[an error occurred while processing this directive] The 5 Stages of Exercise: Where Are You At? - Steven and Chris

The 5 Stages of Exercise: Where Are You At?


Fitness Expert Oonagh Duncan tells us about the psychological stages of getting yourself from a couch potato to a seasoned athlete!

the 5 stages of exercise - wikipedia

Ok so some of us out there are running marathons regularly, some of us not so much! Regardless, you say that there is some psychology to why each of us get stuck at our current stage of activity. This idea has been around for decades but it's the opposite of fitness fad thinking — this still applies today and I think it can be beneficial regardless of which stage you're at. Pretty much all of us can get stuck at a stage and if we understand the stage and what we need to move on!

1. Pre-contemplation:

This person is not even thinking of exercising. This person says 'yeah right' when you ask if they work out.

Strategy: What this person needs is more information. They would be unlikely to seek out that information themselves because they are not even interested in exercise. But if you know someone in this stage and you want to help them, you might want to find out what misunderstandings they have about exercise.

This person probably feels this way because they have some fears or misunderstandings about exercise. I know people who believe that exercise has to be really intense to be effective and they aren't willing to spend an hour in a breathless state. I know people who think they are too old to start exercising and people who think they shouldn't exercise because they have a bad back or arthritis or they are pregnant.  In all of these cases, I would encourage these people to ask their doctor about it and most of the time their doctor will say that some exercise is almost always better than no exercise.

Stage 2: Contemplation

This person is thinking about it but hasn't done anything about it. This person at least feels guilty that they DON'T exercise.

Strategy: In this stage it's usually about increasing self-confidence. This is where having a buddy or social support can be so helpful. Having someone agree to walk into that first fitness class with you or agree to walk half of the 5K race with you can mean all the world. For example, there's a yoga studio where I live that has a class that is only for men who are absolute beginners. Because no one wants to feel like they are going to be the only one in the room who doesn't know what to do!

Stage 3: Preparation

If you're here, you're still not working out!
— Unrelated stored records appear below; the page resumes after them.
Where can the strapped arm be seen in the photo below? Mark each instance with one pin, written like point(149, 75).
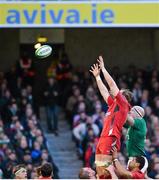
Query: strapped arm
point(102, 88)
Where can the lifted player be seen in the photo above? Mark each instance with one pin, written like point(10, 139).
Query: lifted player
point(118, 103)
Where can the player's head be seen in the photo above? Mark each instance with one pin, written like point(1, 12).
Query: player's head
point(87, 173)
point(137, 112)
point(138, 162)
point(46, 170)
point(127, 93)
point(20, 172)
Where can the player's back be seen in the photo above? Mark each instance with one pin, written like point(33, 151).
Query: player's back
point(136, 136)
point(115, 116)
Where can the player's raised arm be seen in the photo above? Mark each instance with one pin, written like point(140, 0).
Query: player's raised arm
point(95, 70)
point(112, 85)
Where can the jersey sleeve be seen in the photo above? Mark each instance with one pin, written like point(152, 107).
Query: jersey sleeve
point(137, 175)
point(138, 124)
point(121, 100)
point(110, 101)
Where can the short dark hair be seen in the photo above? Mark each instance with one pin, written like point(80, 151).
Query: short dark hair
point(128, 94)
point(141, 161)
point(83, 174)
point(46, 170)
point(18, 167)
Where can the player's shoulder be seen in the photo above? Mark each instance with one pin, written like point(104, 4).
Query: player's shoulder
point(139, 122)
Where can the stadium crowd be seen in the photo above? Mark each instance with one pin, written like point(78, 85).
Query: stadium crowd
point(21, 137)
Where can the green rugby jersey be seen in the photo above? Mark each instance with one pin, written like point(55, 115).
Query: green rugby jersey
point(135, 138)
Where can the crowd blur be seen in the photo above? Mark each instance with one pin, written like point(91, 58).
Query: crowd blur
point(85, 110)
point(21, 137)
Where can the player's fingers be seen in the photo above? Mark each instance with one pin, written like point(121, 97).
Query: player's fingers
point(94, 66)
point(98, 60)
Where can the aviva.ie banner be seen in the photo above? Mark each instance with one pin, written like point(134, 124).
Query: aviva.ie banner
point(80, 14)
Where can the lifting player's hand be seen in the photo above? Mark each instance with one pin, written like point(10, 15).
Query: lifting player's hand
point(114, 152)
point(101, 62)
point(95, 70)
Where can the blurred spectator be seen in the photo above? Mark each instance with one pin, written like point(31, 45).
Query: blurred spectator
point(51, 95)
point(21, 136)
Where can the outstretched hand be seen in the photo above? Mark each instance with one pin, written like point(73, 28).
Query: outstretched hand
point(114, 152)
point(95, 70)
point(101, 62)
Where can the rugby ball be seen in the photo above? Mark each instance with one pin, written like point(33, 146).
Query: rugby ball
point(43, 51)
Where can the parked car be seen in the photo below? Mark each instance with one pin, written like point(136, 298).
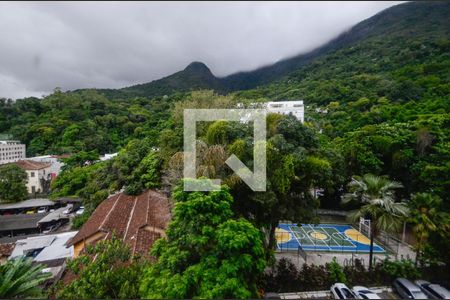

You might have bought fitness wear by this point, even bought a gym membership but you aren't using it. By the way, what percentage of gym memberships do you think go unused? It's between 60-80 per cent!  So a lot of us are stuck here. And what do you think is the number one reason why people say they don't use their gym membership? "I don't have the time."

Strategy: At this stage you need to be honest about what that final barrier is and tackle it specifically. For example, recognize if you're prioritizing other things in your life over exercising, that's the only way any of us free time to exercise, we're all busy. Find your excuse and get past it!

Stage 4: Action

This person is exercising but haven't been doing it for very long. This is the New Year's Resolution January exerciser!

Strategy: The first thing you want to do is give yourself serious props for exercising. Studies prove that rewards work so treat yourself a little. Get an unnecessary pedicure or have a long chat with an old friend that you miss, whatever makes you feel rewarded.  The danger here is relapse. People in this stage are fragile in their self-conception as active people so they might have a lazy weekend and then think 'forget it, I failed.' A lazy weekend (or week) doesn't necessarily mean a lazy life. It's up to you to get back on that horse!

Stage 5: Maintenance

This person has been exercising for six months or more. This is the person who kept their resolution and has made it a lifestyle change!

Strategy: The risk here is that you might be getting bored, you might be 'plateau'-ing (where people are noticing diminishing results from their same old workout) and that can cause some people lose their enthusiasm. This is a good time to set new goals and again, it's all about that social support or workout buddy. Studies show that people who participate in group exercise classes are six times more likely to renew their gym membership year after year. Joining a team or signing up for an event with a friend can really give you the motivation to take your training to the next level.